A few practical notes that are worth knowing if you read implementations. The number of gradient steps K per environment step is usually 1 in the original paper but is often raised in research code. The temperature update can be skipped if α is fixed. The squashed Gaussian needs a Jacobian correction in the log-probability computation, which most reference implementations get subtly wrong on the first try.

SAC sits in a small family of deep RL methods aimed at continuous control. The differences are easier to see side by side than in prose.

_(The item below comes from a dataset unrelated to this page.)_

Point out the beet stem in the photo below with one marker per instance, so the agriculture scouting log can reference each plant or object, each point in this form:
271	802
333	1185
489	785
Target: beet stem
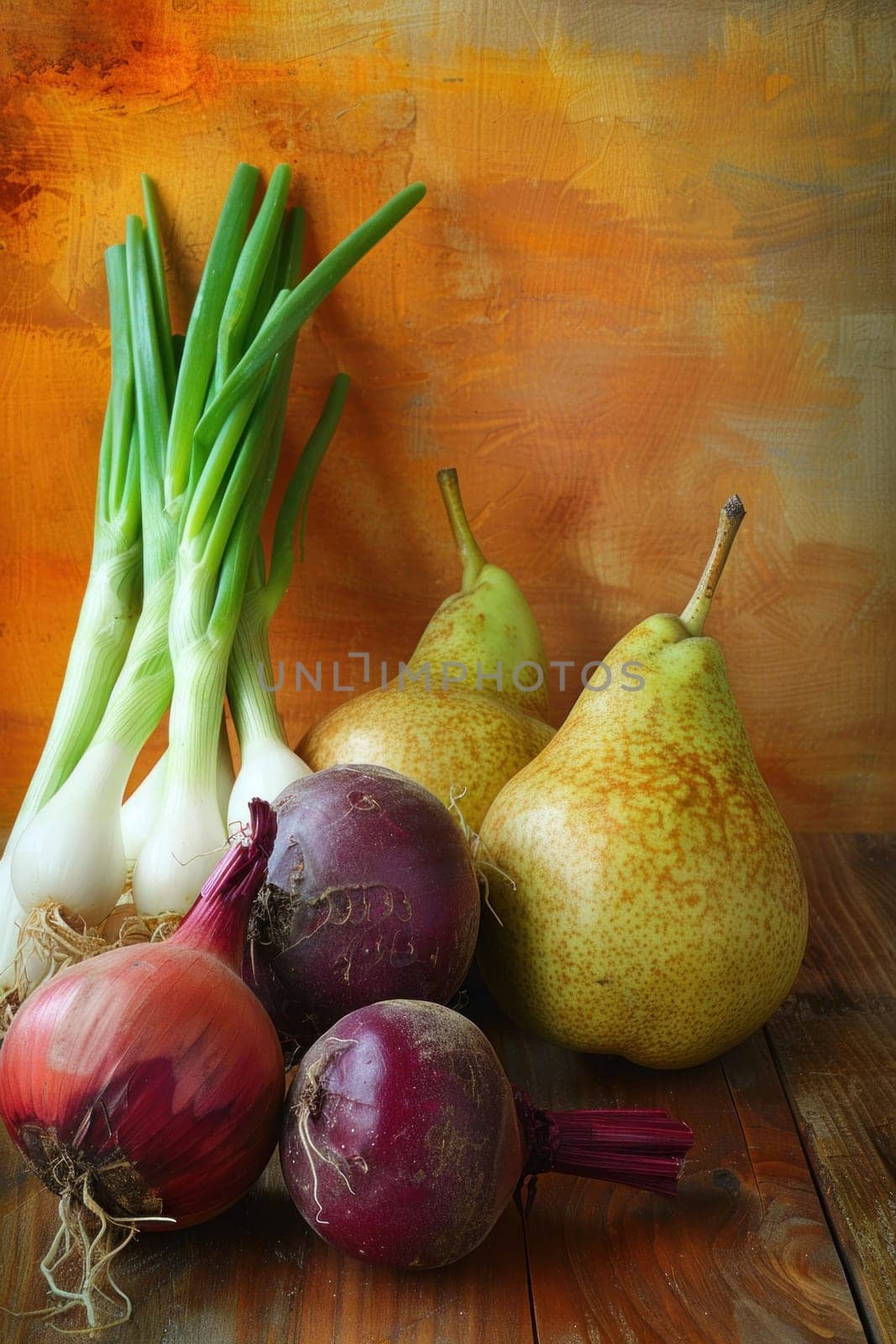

Algorithm	Policy class	On/off policy	Action space	Sample efficiency	Key idea
DDPG	Deterministic	Off-policy	Continuous	Moderate	Deterministic policy gradient with target networks; brittle in practice
TD3	Deterministic	Off-policy	Continuous	High	Adds twin Q-networks, target policy smoothing, delayed actor updates
PPO	Stochastic	On-policy	Continuous, discrete	Low	Clipped surrogate objective with trust-region intuition; very stable but data-hungry
SAC (v1)	Stochastic (squashed Gaussian)	Off-policy	Continuous	High	Maximum entropy objective, separate value and Q-networks
SAC (v2)	Stochastic (squashed Gaussian)	Off-policy	Continuous	High	Twin Q-networks, automatic temperature tuning, no separate V-network

The practical reading is roughly: PPO is the safest first try when you can afford lots of environment steps; TD3 and SAC are the off-policy alternatives when sample efficiency matters; SAC tends to be slightly more forgiving about hyperparameters thanks to entropy regularization and automatic α tuning. DDPG still appears in textbooks but is rarely the right pick for a new project.

Implementations

SAC has more reference implementations than almost any other continuous-control RL algorithm. The community has converged on a small set of high-quality libraries.

Implementation	Language / framework	Notes	Repository
Original (`haarnoja/sac`)	Python, TensorFlow	Code accompanying the ICML 2018 paper	github.com/haarnoja/sac
Softlearning	Python, TensorFlow	Berkeley RAIL's broader maximum entropy RL framework, includes the v2 algorithm	github.com/rail-berkeley/softlearning
Stable-Baselines3	Python, PyTorch	Production-quality SAC with auto entropy and gSDE exploration	stable-baselines3.readthedocs.io
RLlib	Python, PyTorch and TensorFlow	Distributed and multi-agent SAC with both continuous and discrete variants	docs.ray.io
Tianshou	Python, PyTorch	Modular research-friendly DRL library, ships continuous and discrete SAC	github.com/thu-ml/tianshou
OpenAI Spinning Up	Python, PyTorch and TensorFlow	Educational implementation with detailed documentation	spinningup.openai.com
CleanRL	Python, PyTorch	Single-file SAC for continuous and Atari, easy to fork	docs.cleanrl.dev

For anyone learning SAC, the OpenAI Spinning Up writeup paired with the CleanRL sac_continuous_action.py file is a useful combination: one explains the math, the other is short enough to read in a sitting.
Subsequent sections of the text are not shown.